# Decission Tree Classifier for IRIS dataset
Use a decission tree to classify iris flowers from the IRIS dataset. This example is based on https://www.youtube.com/playlist?list=PLOU2XLYxmsIIuiBfYad6rFYQU_jL2ryal

## Load IRIS dataset and extract a small test set
Load the IRIS dataset, SKLearn has this dataset build-in so we can directly load it.
The dataset contains three type of flowers and of each flower it has 50 items. By extracting row 0, 50 and 100 we extract one flower of each type.

In [None]:
from sklearn.datasets import load_iris

import numpy as np

iris = load_iris()
test_idx = [ 0, 50, 100 ]

train_features = np.delete(iris.data, test_idx, axis = 0)
train_target = np.delete(iris.target, test_idx)
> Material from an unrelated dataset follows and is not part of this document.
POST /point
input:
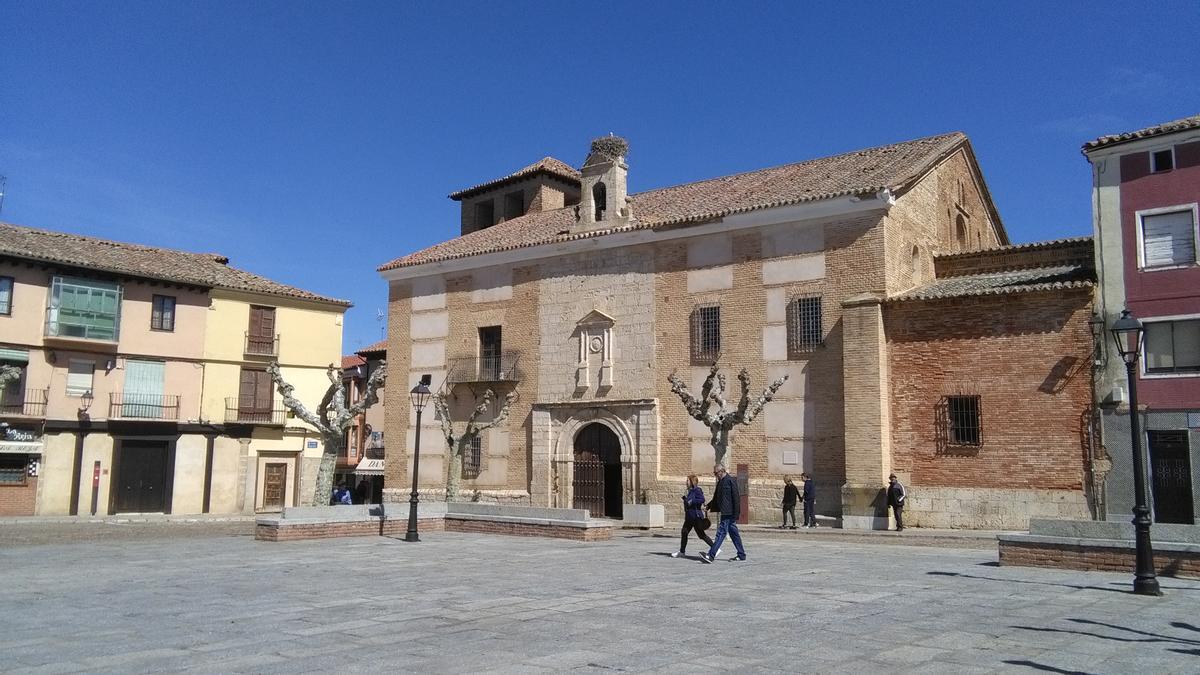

test_features = iris.data[test_idx]
test_target = iris.target[test_idx]

## Visualize the dataset

In [15]:
import pandas as pd

df = pd.DataFrame(train_features, columns = ['sepal_length', 'sepal_width' , 'petal_length', 'petal_width'])
df['target'] = train_target

df.head()

Unnamed: 0,sepal_length,sepal_width,petal_length,petal_width,target
0,4.9,3.0,1.4,0.2,0
1,4.7,3.2,1.3,0.2,0
2,4.6,3.1,1.5,0.2,0
3,5.0,3.6,1.4,0.2,0
4,5.4,3.9,1.7,0.4,0


## Create and train DecisionTreeClassifier from SKLearn
Use the DecisionTreeClassifier from SKLearn and train it using the training set.

In [12]:
from sklearn import tree

X = train_features
y = train_target

clf = tree.DecisionTreeClassifier()
clf.fit(X,y)

DecisionTreeClassifier(class_weight=None, criterion='gini', max_depth=None,
            max_features=None, max_leaf_nodes=None,
            min_impurity_split=1e-07, min_samples_leaf=1,
            min_samples_split=2, min_weight_fraction_leaf=0.0,
            presort=False, random_state=None, splitter='best')

## Validate it against our test set
Validate the values against the rows we set aside for testing

In [13]:
print(clf.predict(test_features))
print(test_target)

[0 1 2]
[0 1 2]


## Visualize the decision tree generated

In [14]:
from ipywidgets import Image

import pydotplus
from sklearn.externals.six import StringIO
from sklearn.tree import export_graphviz

dot_data = StringIO()

export_graphviz(
    clf,
    out_file=dot_data,
    feature_names=iris.feature_names,
    class_names=iris.target_names,
    filled=True,
    rounded=True,  
    impurity=False
)

graph = pydotplus.graph_from_dot_data(dot_data.getvalue())
Image(value=graph.create(format='png'))

A Jupyter Widget